All the snow has since vanished and life has returned to normal but it was quite a shock to realise just how much my business depends on power. Of course it does, it’s obvious, but you do rather take it for granted until the moment it all suddenly disappears. No computer. No internet, no e-mail, and therefore complete inability to work. No landline either, until I climbed about in the loft and dug out an old phone that doesn’t need to be plugged in. All I could do was phone a colleague who e-mailed a couple of clients to tell them I was out of action, and go sledging instead. I made up the time lost on the long-running jobs over the following weekend.
Things that would have helped had I thought about it in advance:
- Having all my clients’ contact details somewhere other than in TO3000 and Thunderbird, on my computer.
- Having a working laptop. The keyboard on mine died a few months ago and now I’m working from home all the time, rather than switching between home and office, I haven’t really needed it. Replacing it would probably be a good idea. In this case it would have given me enough battery power to finish anything urgent.
Hi Kate,
I discovered your blog today and see that you’ve already added me to your blogroll – thanks! Good to hear that you, like me, are still getting plenty of work from good-quality clients.
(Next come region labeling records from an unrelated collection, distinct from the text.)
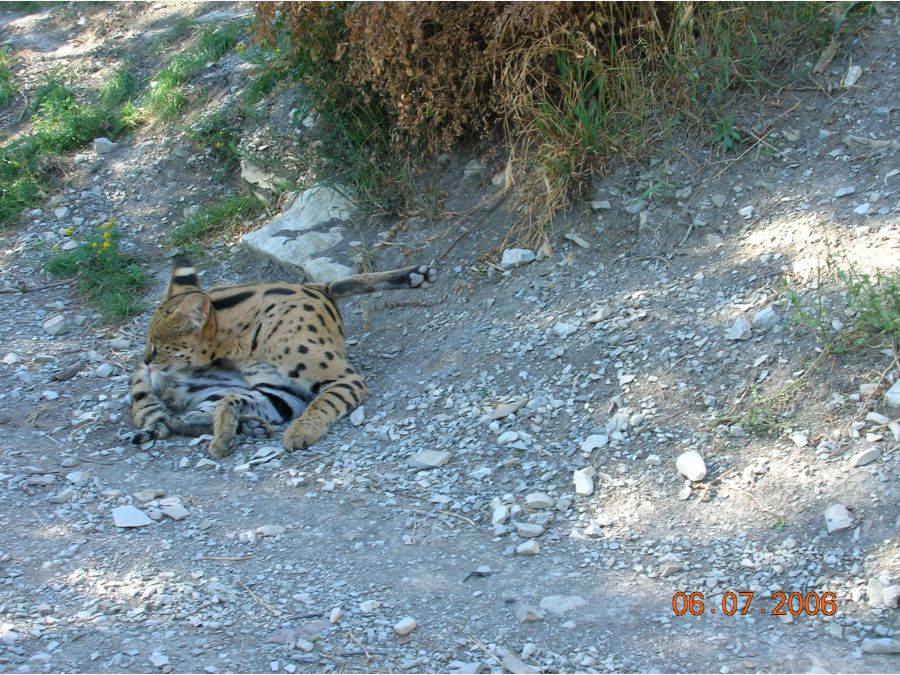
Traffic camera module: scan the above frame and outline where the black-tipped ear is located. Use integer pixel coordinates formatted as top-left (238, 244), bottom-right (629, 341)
top-left (173, 293), bottom-right (211, 333)
top-left (165, 258), bottom-right (200, 300)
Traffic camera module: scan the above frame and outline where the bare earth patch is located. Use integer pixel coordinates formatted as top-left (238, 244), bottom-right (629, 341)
top-left (0, 3), bottom-right (900, 673)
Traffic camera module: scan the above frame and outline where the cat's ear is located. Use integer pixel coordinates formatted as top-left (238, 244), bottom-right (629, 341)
top-left (163, 258), bottom-right (200, 300)
top-left (173, 293), bottom-right (212, 333)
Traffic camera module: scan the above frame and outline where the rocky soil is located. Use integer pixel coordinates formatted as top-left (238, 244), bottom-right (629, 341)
top-left (0, 3), bottom-right (900, 673)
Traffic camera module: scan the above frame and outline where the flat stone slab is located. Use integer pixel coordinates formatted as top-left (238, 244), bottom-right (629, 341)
top-left (242, 186), bottom-right (356, 282)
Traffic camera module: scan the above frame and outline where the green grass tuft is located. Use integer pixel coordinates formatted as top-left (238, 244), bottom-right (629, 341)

Last month’s snow chaos in the UK made the news here in Canada – causing, I have to say, a great deal of amusement and bemusement!
Take care,
Tom
(PGDipTrans, U of Surrey, 1995-96)
Hi Tom,
Yes, I found you when I was wandering around translation blogs. Looks like we both started blogs at the same time. What are you doing in Canada? I was assuming you were in Scotland all this time. Glad your business is still going strong.
Hi Kate,
I married Alison, a Canadian I met in Scotland, in 2006 and moved here the following year. I’m still working for largely the same Swedish and Norwegian clients, only with a slightly bigger time difference. I also get occasional work from Scandinavians here in Canada who need a certified translation of their driving licence, marriage/divorce certificate, immigration paperwork or whatever.